The Trust is spending £356,000 to turn Osterley Park into a child-friendly leisure centre. As one of the huge posters strapped to the park fence says, the money will pay for ‘A new skills area for young families providing kids with a safe place to learn to cycle and gain confidence’. Why splurge this vast amount of money on something you can already easily do on the paths at Osterley, i.e. bicycle? And why use pointless language like ‘skills area’ and ‘safe place’, instead of just calling it ‘a place where you can learn to ride a bike’?

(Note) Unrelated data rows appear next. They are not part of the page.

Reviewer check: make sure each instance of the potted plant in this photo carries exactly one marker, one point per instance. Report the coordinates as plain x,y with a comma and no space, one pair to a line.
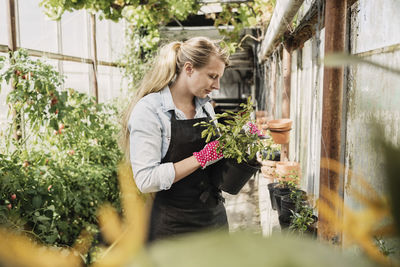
304,221
287,185
240,141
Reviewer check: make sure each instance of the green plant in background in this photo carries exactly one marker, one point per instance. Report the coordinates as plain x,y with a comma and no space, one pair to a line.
146,18
234,136
65,165
254,15
302,219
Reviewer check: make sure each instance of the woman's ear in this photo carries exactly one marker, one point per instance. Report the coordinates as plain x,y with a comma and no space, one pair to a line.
188,68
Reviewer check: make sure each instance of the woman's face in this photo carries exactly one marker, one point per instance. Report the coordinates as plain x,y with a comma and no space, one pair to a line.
202,81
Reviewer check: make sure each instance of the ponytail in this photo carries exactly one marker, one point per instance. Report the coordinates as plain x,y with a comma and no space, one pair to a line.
168,64
159,76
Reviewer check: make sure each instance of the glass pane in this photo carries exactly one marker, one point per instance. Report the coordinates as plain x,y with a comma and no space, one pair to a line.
3,22
74,27
104,83
77,76
117,40
103,40
36,30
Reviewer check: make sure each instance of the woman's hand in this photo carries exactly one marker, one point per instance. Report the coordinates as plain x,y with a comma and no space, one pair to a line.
208,155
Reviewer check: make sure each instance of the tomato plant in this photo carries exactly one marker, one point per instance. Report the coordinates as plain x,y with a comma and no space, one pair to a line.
51,184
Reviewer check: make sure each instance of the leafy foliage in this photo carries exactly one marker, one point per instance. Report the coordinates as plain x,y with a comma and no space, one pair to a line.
53,179
145,18
237,142
255,14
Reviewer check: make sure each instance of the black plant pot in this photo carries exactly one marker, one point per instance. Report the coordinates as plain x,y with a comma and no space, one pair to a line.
271,189
312,229
284,221
232,176
288,205
278,194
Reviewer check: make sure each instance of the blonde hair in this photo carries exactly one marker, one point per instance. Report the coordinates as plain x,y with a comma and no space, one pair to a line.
167,65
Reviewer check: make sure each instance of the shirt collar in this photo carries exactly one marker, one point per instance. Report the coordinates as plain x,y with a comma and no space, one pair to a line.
168,103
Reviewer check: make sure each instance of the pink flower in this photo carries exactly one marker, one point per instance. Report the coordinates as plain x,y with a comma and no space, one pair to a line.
253,129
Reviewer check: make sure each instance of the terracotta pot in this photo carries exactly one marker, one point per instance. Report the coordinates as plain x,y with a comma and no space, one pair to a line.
280,137
285,170
280,124
280,130
261,113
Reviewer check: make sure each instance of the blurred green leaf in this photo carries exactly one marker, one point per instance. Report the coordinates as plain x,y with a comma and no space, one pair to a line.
245,249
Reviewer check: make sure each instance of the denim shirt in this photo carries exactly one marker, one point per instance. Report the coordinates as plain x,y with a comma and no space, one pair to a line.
150,134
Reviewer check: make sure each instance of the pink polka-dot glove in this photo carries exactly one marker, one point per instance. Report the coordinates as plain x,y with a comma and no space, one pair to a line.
208,155
252,128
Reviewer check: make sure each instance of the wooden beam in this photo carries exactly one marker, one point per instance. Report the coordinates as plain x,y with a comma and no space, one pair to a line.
335,36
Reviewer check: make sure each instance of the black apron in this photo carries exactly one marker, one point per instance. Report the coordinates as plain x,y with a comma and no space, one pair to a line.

It’s just a small part of the disastrous dumbing-down of the National Trust — all in the name of the Trust’s great gods: accessibility, interpretation and storytelling. Everywhere you go now at Trust properties, you’re never allowed a free thought without being bombarded by idiotic, history-free messages.
At Prior Park, Bath, one of the greatest mid-18th-century landscapes in the country, the grotto has been ruined by an enormous video screen, with a cartoon showing a Disneyfied vision of Prior Park. No facts are allowed to intervene in National Trust Kiddy World. Instead, the noticeboard outside the grotto asks you to ‘Think about how each area of the garden makes you feel…’. By the elegant, urn-topped piers at the entrance to Prior Park, a massive purple-and-white poster asks you to ‘Join the Cadbury Egg Hunt — Enjoy Easter Fun at the National Trust.’
Try walking round the garden at Kingston Lacy in Dorset and you can’t move for blackboard signs propped against the trees, scrawled on in chalk, saying, ‘Snowdrop-lovers are also known as galanthophiles.